Wednesday, July 27, 2011

Why I am sleeping in...

I was told there would be good days, and bad days. And, that there will be a time when you are getting better and better, and then there will be a setback. Don’t get discouraged by the setback I was warned, yet here I am at 1:30 in the morning unable to sleep and trying very hard to not be discouraged.
For the last few weeks, each day I felt better and better. My limp was all gone, my swelling and joint pain all but a ghost as it barely impaired me. I could lay down in the bed and fall asleep within minutes because there wasn’t the 30 minutes of slow unwinding back pain. My Charlie horses were all forgotten as if it had all been a nightmare. Was I 100%, no, but I was just like an out of shape person who could actually sit and watch tv without getting up 20 times to readjust.
Then yesterday this terrible wave came over me and I actually had to sit down. It took all of my energy to not start to cry as the jabbing pains seemingly came out of nowhere and the muscles in my legs began to tighten. Trying to stay calm I slowly moved back and forth as if to ease the pain, and keep from getting stiff, but here I am the next night tight with pain, twitching, swelling and frustration.

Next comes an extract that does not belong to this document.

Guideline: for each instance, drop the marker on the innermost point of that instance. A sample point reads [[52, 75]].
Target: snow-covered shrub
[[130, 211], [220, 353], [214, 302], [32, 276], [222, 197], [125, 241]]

I didn’t realize how upsetting it would be to feel bad again. I have felt 20 times worse, but to start down this path of pain is scary, I don’t ever want to feel that bad again. My brain is saying, “stay calm you are only making it worse!” But as my muscles tense and my wrists and fingers throb with every tap on the keyboard I can’t help be feel a tightening in my chest that travels up my neck to my jaw.
Set backs are natural in life, this isn’t something I don’t know. What I don’t know is why I am taking it so hard when I know that I am probably making it worse. I think it’s time for a hobby outside of this house. Something other than unpacking and painting, and all the things that come with home ownership. I want to run, yet I can barely walk. So, it’s time to take a baby step, and go out and find something fun and exciting, it’s time to do something…something fun, with limited physical exertion as a plus!